Design problem: Millions of women and children worldwide endure backbreaking labour carrying open, unstable, heavy water containers on their heads for long distances.
The solution: the Q-Drum, invented by brothers Hans and Piet Hendrikse, a South African architect and engineer. Even a child can pull up to 50 litres of water in the doughnut-shaped plastic drum as it rolls along the ground, threaded by a rope through its centre hole, with a screw cap on the side. Whoever said reinventing the wheel didn't make sense?
In a field test, one family of 13 used the drum daily, travelling 12,000km in just over 20 months, providing 120,000 litres of potable water. Not bad for a large donut on a string.
Or consider how much you paid for your last pair of specs. The World Health Organisation estimates over 1 billion people in the developing world who need to see don't have a hope of affording glasses, let alone ever having an opportunity to see an optician.

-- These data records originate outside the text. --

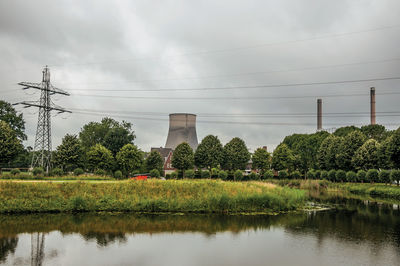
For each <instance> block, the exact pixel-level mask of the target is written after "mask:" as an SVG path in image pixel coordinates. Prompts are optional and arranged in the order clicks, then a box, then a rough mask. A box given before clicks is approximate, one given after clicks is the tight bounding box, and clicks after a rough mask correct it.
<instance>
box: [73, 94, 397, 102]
mask: <svg viewBox="0 0 400 266" xmlns="http://www.w3.org/2000/svg"><path fill="white" fill-rule="evenodd" d="M367 95H369V94H367V93H354V94H329V95H296V96H251V97H247V96H246V97H245V96H243V97H225V96H224V97H159V96H155V97H153V96H117V95H97V94H71V96H79V97H99V98H108V99H127V100H128V99H147V100H172V101H174V100H213V101H219V100H223V101H226V100H276V99H307V98H316V97H322V98H339V97H358V96H367ZM377 95H400V92H386V93H385V92H381V93H379V94H377Z"/></svg>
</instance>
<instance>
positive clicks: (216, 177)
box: [211, 168, 218, 178]
mask: <svg viewBox="0 0 400 266" xmlns="http://www.w3.org/2000/svg"><path fill="white" fill-rule="evenodd" d="M211 178H218V169H217V168H212V169H211Z"/></svg>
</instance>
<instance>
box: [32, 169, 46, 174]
mask: <svg viewBox="0 0 400 266" xmlns="http://www.w3.org/2000/svg"><path fill="white" fill-rule="evenodd" d="M43 172H44V170H43V168H42V167H35V168H33V171H32V174H33V175H34V176H40V175H43Z"/></svg>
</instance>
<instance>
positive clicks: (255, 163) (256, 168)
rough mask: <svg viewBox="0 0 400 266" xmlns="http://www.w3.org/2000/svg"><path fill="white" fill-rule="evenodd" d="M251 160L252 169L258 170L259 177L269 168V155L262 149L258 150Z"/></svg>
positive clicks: (256, 151) (251, 158)
mask: <svg viewBox="0 0 400 266" xmlns="http://www.w3.org/2000/svg"><path fill="white" fill-rule="evenodd" d="M251 160H252V161H253V165H252V166H253V169H259V170H260V172H261V175H264V173H265V171H267V170H268V169H270V168H271V154H270V153H269V152H268V151H267V150H266V149H264V148H258V149H257V150H256V151H255V152H254V154H253V156H252V158H251Z"/></svg>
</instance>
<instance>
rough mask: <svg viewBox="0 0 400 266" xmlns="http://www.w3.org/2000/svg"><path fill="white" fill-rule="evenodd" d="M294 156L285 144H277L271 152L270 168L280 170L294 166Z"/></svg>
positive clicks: (290, 168) (283, 143)
mask: <svg viewBox="0 0 400 266" xmlns="http://www.w3.org/2000/svg"><path fill="white" fill-rule="evenodd" d="M294 162H295V157H294V155H293V152H292V151H291V150H290V149H289V147H288V146H287V145H286V144H284V143H283V144H279V145H278V147H276V149H275V150H274V152H273V154H272V164H271V166H272V168H273V169H275V170H277V171H281V170H286V169H289V170H291V169H293V168H294Z"/></svg>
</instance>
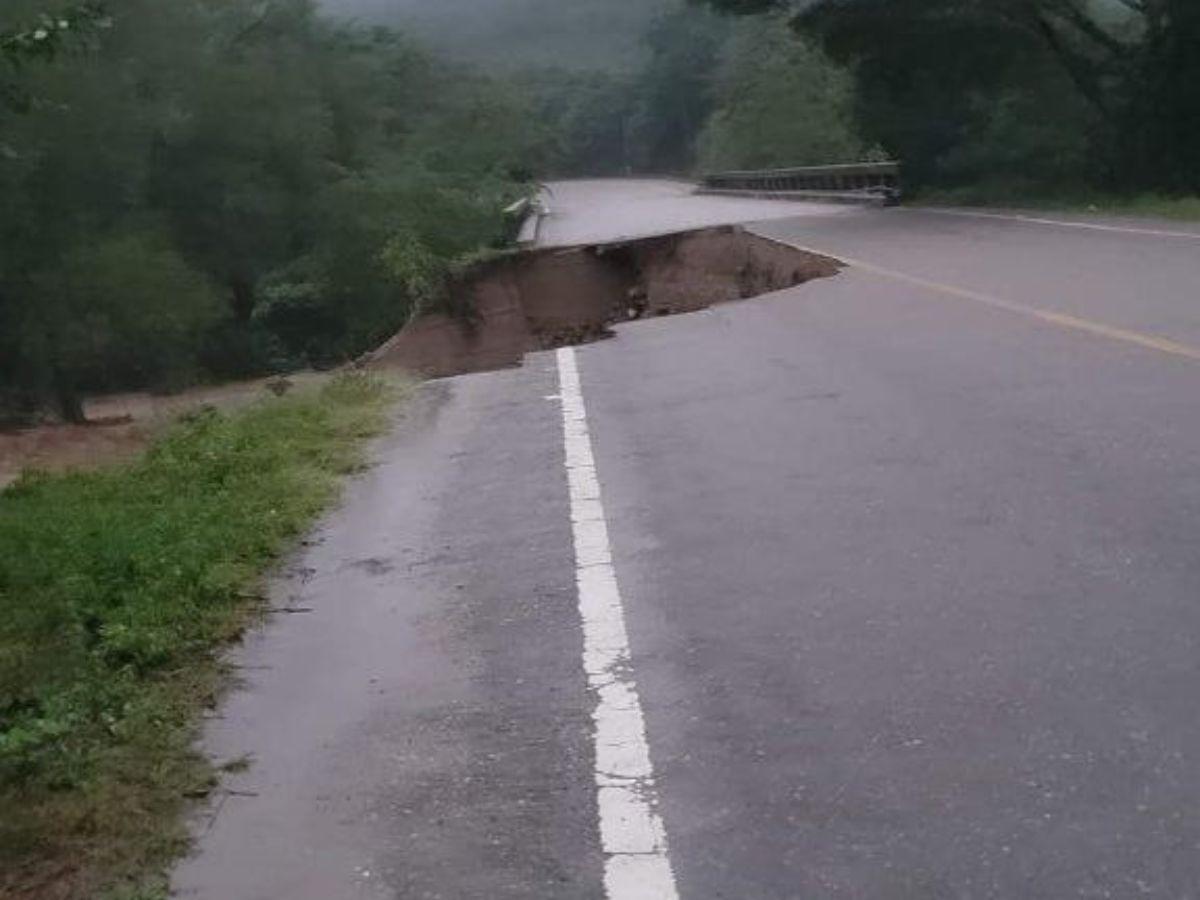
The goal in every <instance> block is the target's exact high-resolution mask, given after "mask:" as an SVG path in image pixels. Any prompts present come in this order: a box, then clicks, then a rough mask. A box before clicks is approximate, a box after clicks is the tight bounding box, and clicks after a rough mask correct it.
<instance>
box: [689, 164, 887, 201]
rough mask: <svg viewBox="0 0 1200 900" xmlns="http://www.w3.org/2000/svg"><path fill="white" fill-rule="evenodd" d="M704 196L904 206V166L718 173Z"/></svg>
mask: <svg viewBox="0 0 1200 900" xmlns="http://www.w3.org/2000/svg"><path fill="white" fill-rule="evenodd" d="M700 191H701V192H702V193H718V194H720V193H727V194H737V196H743V197H745V196H752V197H766V198H781V199H822V200H836V202H845V203H880V204H883V205H893V204H895V203H899V202H900V163H898V162H863V163H850V164H844V166H808V167H802V168H791V169H762V170H746V172H718V173H713V174H710V175H704V178H703V179H702V181H701V187H700Z"/></svg>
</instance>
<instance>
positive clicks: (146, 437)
mask: <svg viewBox="0 0 1200 900" xmlns="http://www.w3.org/2000/svg"><path fill="white" fill-rule="evenodd" d="M320 378H323V376H318V374H312V373H304V374H298V376H289V377H288V380H289V382H293V383H295V384H302V383H306V382H313V380H319V379H320ZM276 380H277V379H259V380H253V382H239V383H236V384H224V385H221V386H217V388H199V389H196V390H190V391H184V392H182V394H178V395H172V396H156V395H151V394H119V395H112V396H107V397H96V398H92V400H90V401H88V403H86V404H85V412H86V414H88V419H89V424H88V425H40V426H35V427H30V428H16V430H8V431H0V490H2V488H4V487H5V486H6V485H8V484H10V482H12V481H13V480H16V478H17V476H18V475H19V474H20V473H22V472H23V470H25V469H44V470H48V472H64V470H67V469H91V468H96V467H98V466H104V464H108V463H114V462H122V461H125V460H132V458H134V457H136V456H137V455H138V454H140V452H142V451H143V450H145V448H146V446H148V445H149V444H150V442H151V440H154V438H155V436H157V434H158V433H161V432H162V430H163V428H164V427H166V426H167V425H168V424H170V422H172V421H174V420H175V419H176V418H179V416H180V415H182V414H185V413H187V412H190V410H193V409H198V408H200V407H204V406H214V407H217V408H220V409H228V408H233V407H238V406H242V404H245V403H248V402H251V401H253V400H256V398H258V397H262V396H263V392H264V390H271V385H272V383H275V382H276ZM276 389H277V385H276Z"/></svg>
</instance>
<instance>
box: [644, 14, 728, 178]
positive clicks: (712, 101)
mask: <svg viewBox="0 0 1200 900" xmlns="http://www.w3.org/2000/svg"><path fill="white" fill-rule="evenodd" d="M727 37H728V29H727V28H726V25H725V23H724V22H721V20H720V19H719V18H718V17H716V16H714V14H712V13H710V12H708V11H704V10H696V8H688V7H683V8H679V10H676V11H673V12H670V13H666V14H664V16H662V17H661V18H659V19H656V20H655V22H654V23H653V25H652V26H650V30H649V32H648V34H647V36H646V46H647V49H648V52H649V59H648V60H647V62H646V65H644V67H643V68H642V71H641V73H640V74H638V77H637V79H636V82H635V84H634V86H632V90H634V92H635V95H636V96H635V100H634V104H632V112H631V116H632V119H631V122H630V132H631V134H630V140H631V143H632V152H631V155H632V162H634V164H635V167H636V168H637V169H640V170H642V172H655V173H667V172H688V170H690V169H691V168H692V164H694V162H695V143H696V139H697V137H698V136H700V132H701V131H702V130H703V127H704V124H706V122H707V121H708V118H709V116H710V115H712V114H713V110H714V108H715V106H716V86H715V77H714V73H715V72H716V70H718V66H719V64H720V56H721V50H722V48H724V46H725V43H726V40H727Z"/></svg>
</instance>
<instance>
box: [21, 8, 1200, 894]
mask: <svg viewBox="0 0 1200 900" xmlns="http://www.w3.org/2000/svg"><path fill="white" fill-rule="evenodd" d="M395 8H396V6H395V4H392V2H390V0H324V2H323V4H320V5H318V4H317V2H314V0H170V1H169V2H167V1H164V0H103V1H102V2H96V1H90V0H89V1H72V0H61V1H59V0H4V2H2V4H0V427H17V426H22V427H23V426H30V425H37V424H42V422H47V421H70V422H79V421H82V420H83V419H84V418H85V416H84V409H85V406H84V401H85V398H88V397H91V396H95V395H103V394H108V392H114V391H155V392H164V394H166V392H175V391H181V390H185V389H187V388H190V386H192V385H198V384H217V383H223V382H230V380H236V379H247V378H254V377H259V376H269V374H276V373H287V372H292V371H296V370H331V368H335V367H338V366H340V365H342V364H344V362H347V361H348V360H352V359H354V358H356V356H359V355H360V354H362V353H364V352H366V350H370V349H373V348H374V347H377V346H378V344H379V343H382V342H383V341H384V340H386V338H388V337H390V336H391V335H392V334H394V332H395V331H396V330H397V329H400V328H401V326H402V325H403V324H404V323H406V322H408V320H409V319H410V318H412V317H413V316H415V314H419V313H420V312H425V311H431V310H444V311H446V312H451V313H454V314H463V313H464V312H467V311H463V310H458V308H455V307H454V306H452V304H450V302H449V301H450V300H452V298H451V296H450V295H449V293H448V292H446V290H445V284H446V283H448V280H452V277H454V274H455V272H456V271H460V270H461V266H464V265H469V264H470V260H473V259H475V260H478V259H479V258H481V256H486V254H488V253H491V252H496V251H498V250H503V248H504V247H506V246H508V245H509V244H510V242H511V239H512V230H514V223H512V222H511V221H510V220H509V218H506V216H505V214H504V209H505V208H506V206H509V204H511V203H514V202H515V200H517V199H520V198H522V197H528V196H530V194H532V193H533V192H535V191H536V190H538V185H539V181H541V180H545V179H548V178H553V176H576V175H618V174H679V175H688V174H695V173H697V172H700V170H704V169H722V168H751V167H754V168H757V167H774V166H803V164H821V163H829V162H845V161H851V160H860V158H872V157H881V156H888V157H895V158H899V160H901V162H902V163H904V166H905V170H906V179H907V181H908V185H910V187H911V188H912V190H913V191H914V196H916V197H917V198H919V199H924V200H928V202H940V203H971V204H995V205H1048V206H1060V208H1063V206H1064V208H1068V209H1079V210H1100V211H1112V212H1126V214H1139V215H1141V214H1145V215H1163V216H1171V217H1180V218H1196V217H1200V200H1198V199H1196V197H1198V196H1200V115H1198V114H1196V112H1198V109H1200V95H1198V90H1200V70H1198V66H1200V5H1198V4H1195V2H1194V0H1144V1H1138V2H1134V1H1133V0H1027V1H1022V2H1012V4H1002V2H995V4H979V2H977V1H974V0H894V1H892V0H889V2H876V1H875V0H815V1H812V2H805V4H794V2H788V1H787V0H778V1H776V0H695V1H694V2H684V0H654V1H653V2H644V4H643V2H620V4H616V2H614V1H613V0H486V2H485V1H482V0H470V2H468V1H467V0H414V1H413V2H410V4H408V5H407V6H406V7H404V8H407V10H408V16H407V17H406V18H396V17H395V16H394V13H392V11H394V10H395ZM342 13H344V14H346V16H347V17H355V18H353V19H352V18H341V17H340V16H341V14H342ZM724 13H739V14H737V16H726V14H724ZM391 395H392V391H391V390H390V389H388V388H386V386H385V385H382V384H379V383H376V382H372V380H370V379H366V378H361V377H355V376H349V377H342V378H337V379H334V380H331V382H330V384H329V386H326V388H324V389H322V390H316V391H311V390H298V391H295V392H293V394H290V395H288V396H284V397H281V398H275V400H264V401H263V402H262V403H259V404H258V406H256V407H253V408H250V409H246V410H242V412H238V413H220V412H204V413H198V414H194V415H191V416H188V418H187V419H186V420H185V421H181V422H180V424H179V425H178V426H175V427H174V430H172V431H170V432H169V433H168V434H167V436H164V437H163V438H162V439H161V440H160V442H157V443H156V444H155V445H154V446H152V449H151V450H150V451H149V452H148V454H146V455H145V457H144V458H142V460H139V461H137V462H133V463H126V464H121V466H116V467H112V468H108V469H104V470H100V472H95V473H90V474H67V475H48V474H36V473H34V474H26V475H25V476H23V478H22V479H20V480H19V481H17V482H16V484H14V485H12V486H11V487H10V488H7V490H6V491H4V492H0V895H14V896H22V898H40V896H55V898H71V899H72V900H74V898H97V896H103V898H106V900H107V899H108V898H121V899H122V900H134V899H136V898H142V899H143V900H144V899H145V898H154V896H161V894H162V884H156V883H155V882H154V877H150V880H149V881H146V874H148V872H149V874H150V875H151V876H152V875H154V874H155V872H158V871H161V870H162V868H163V866H164V865H166V864H167V863H168V862H169V860H170V859H172V858H173V856H174V854H176V853H178V852H179V851H180V848H181V847H182V846H184V842H185V835H184V833H182V830H181V826H180V824H179V818H178V814H179V811H180V810H181V808H182V804H184V803H185V802H186V798H188V797H199V796H203V794H204V793H205V792H206V791H209V790H211V787H212V784H214V774H215V773H214V769H212V767H211V764H210V763H209V762H206V761H204V760H202V758H200V757H199V756H197V755H196V754H194V751H193V750H192V744H191V742H192V738H193V736H194V733H196V732H194V727H196V720H197V714H198V712H199V710H200V709H202V708H204V707H205V706H206V704H210V703H211V702H214V698H215V696H216V692H217V690H218V686H220V682H221V679H220V665H218V656H220V650H221V649H222V648H223V647H224V646H227V644H228V642H229V641H230V640H234V638H235V637H236V636H238V635H239V634H240V632H241V630H242V629H244V628H245V625H246V624H247V623H248V622H251V620H252V619H253V618H254V617H256V616H257V614H258V613H259V612H260V611H262V602H260V600H259V596H258V595H259V580H260V578H262V576H263V574H264V572H265V571H266V570H268V569H269V568H270V565H271V564H272V563H274V562H275V560H277V559H278V556H280V554H281V553H282V552H283V551H284V550H286V548H287V546H288V542H289V541H290V540H292V539H293V538H294V536H295V535H298V534H300V533H302V530H304V529H305V528H306V527H307V526H308V524H310V523H311V522H312V521H313V518H314V516H316V515H317V514H318V512H319V511H320V510H322V509H323V508H325V505H326V504H328V503H329V502H330V500H331V499H332V498H334V497H335V496H336V485H337V479H338V476H340V475H343V474H346V473H347V472H350V470H353V469H354V467H355V466H356V464H358V463H359V461H360V455H359V448H360V445H361V442H362V440H364V439H365V438H366V437H367V436H370V434H372V433H374V432H376V431H377V430H378V428H380V427H382V425H383V422H384V418H385V415H384V410H385V406H386V403H388V402H389V398H390V397H391ZM109 889H112V890H115V892H116V893H110V892H109ZM104 892H109V893H104Z"/></svg>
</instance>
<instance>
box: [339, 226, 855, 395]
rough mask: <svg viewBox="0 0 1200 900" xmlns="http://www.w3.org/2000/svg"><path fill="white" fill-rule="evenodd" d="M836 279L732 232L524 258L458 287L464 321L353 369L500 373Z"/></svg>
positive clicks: (581, 249)
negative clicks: (463, 311)
mask: <svg viewBox="0 0 1200 900" xmlns="http://www.w3.org/2000/svg"><path fill="white" fill-rule="evenodd" d="M839 269H840V265H839V263H838V262H836V260H833V259H829V258H828V257H821V256H816V254H814V253H806V252H804V251H800V250H796V248H793V247H787V246H785V245H782V244H776V242H775V241H770V240H767V239H766V238H760V236H757V235H754V234H750V233H748V232H745V230H744V229H742V228H738V227H724V228H708V229H703V230H697V232H686V233H682V234H670V235H664V236H658V238H643V239H637V240H628V241H619V242H613V244H590V245H582V246H577V247H568V248H553V250H533V251H526V252H523V253H520V254H516V256H512V257H505V258H503V259H498V260H494V262H492V263H487V264H484V265H481V266H480V268H479V269H476V270H474V271H473V272H472V274H470V275H469V276H467V277H466V278H464V280H463V281H462V282H461V283H460V284H458V286H457V287H456V288H455V296H454V304H452V305H454V306H458V307H461V308H466V310H468V311H469V314H468V316H464V317H462V318H454V317H450V316H445V314H430V316H425V317H421V318H419V319H416V320H415V322H413V323H410V324H409V325H407V326H406V328H404V329H403V330H402V331H401V332H400V334H397V335H396V336H395V337H394V338H391V340H390V341H389V342H388V343H385V344H384V346H383V347H380V348H379V349H378V350H376V352H374V353H372V354H368V355H367V356H365V358H364V359H362V360H361V362H362V364H364V365H366V366H371V367H386V366H395V367H401V368H406V370H408V371H410V372H415V373H419V374H422V376H426V377H430V378H440V377H446V376H455V374H464V373H468V372H484V371H488V370H496V368H508V367H512V366H520V365H521V362H522V360H523V359H524V355H526V354H527V353H529V352H533V350H548V349H554V348H558V347H566V346H575V344H582V343H589V342H592V341H599V340H604V338H606V337H611V336H612V335H613V331H612V326H613V325H614V324H618V323H622V322H630V320H635V319H643V318H654V317H661V316H674V314H679V313H686V312H696V311H698V310H706V308H708V307H709V306H713V305H714V304H721V302H728V301H732V300H745V299H749V298H752V296H760V295H762V294H768V293H772V292H774V290H782V289H785V288H790V287H794V286H797V284H803V283H804V282H808V281H812V280H814V278H824V277H829V276H832V275H836V274H838V271H839Z"/></svg>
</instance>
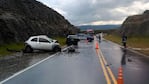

Dr Joshua Silver of Oxford University has an answer, Adspecs. He has invented silicon fluid-filled lenses that are sandwiched between two polyester sheets. The lens can be self-adjusted by the wearer by simply varying the amount of fluid in each lens with a syringe. They sell for US$10 ($12.70) but Silver's goal is to reduce that price to US$1 as mass production increases.
As hopeful as it is to see designers finding new solutions to problems that confront huge populations, it is the innovation that is sparked from high tech hitting the streets that is moving the fastest.
In Uganda the word "Sente" originally meant money, but today it has come to mean "sending money as airtime" over a mobile phone. Let's say someone in Kampala wants to send funds to a family member in his home village. After purchasing phone minutes, he then texts the authorisation number to a phone kiosk operator in his rural village, who then takes a 10 per cent cut, adds the minutes to the village phone, then gives the family member the specified amount in cash.
Nokia's Jan Chipchase, who has spent years researching street innovation, says that manufacturers would never have figured out this kind of grassroots-generated ingenuity. Ugandans have turned any mobile phone user into an ATM machine, transforming a single village cellphone into an entire banking system.
But there is a huge rip in all this silver lining. Good ideas don't lift off the drawing board without a huge push. Dr Paul Polak says only 20 per cent of the problem is design, but 80 per cent of the challenge is distribution and marketing.
For all its simple ingenuity, the Q-drum has only sold several hundred so far. Its US$50 price tag is a deterrent until a cheaper manufacturing and distribution process can be solved.
By necessity, these products are united by being extremely cheap. Even then, the next hurdle of finding innovative ways to distribute to such huge markets is daunting. That's where solid ideas often hit a solid brick wall. Good design needs to be wedded to motivated capitalism.
Coca Cola has found a way to ingratiate itself into the farthest corners of the world.
Which begs the question: if Philippe Starck, or better yet, Coca Cola, had decided to distribute a Q-drum of its own design with all the power behind the worldwide brand, think how much impact good design could do for that "other 90 per cent" of the world who need it most. Now that would be world class.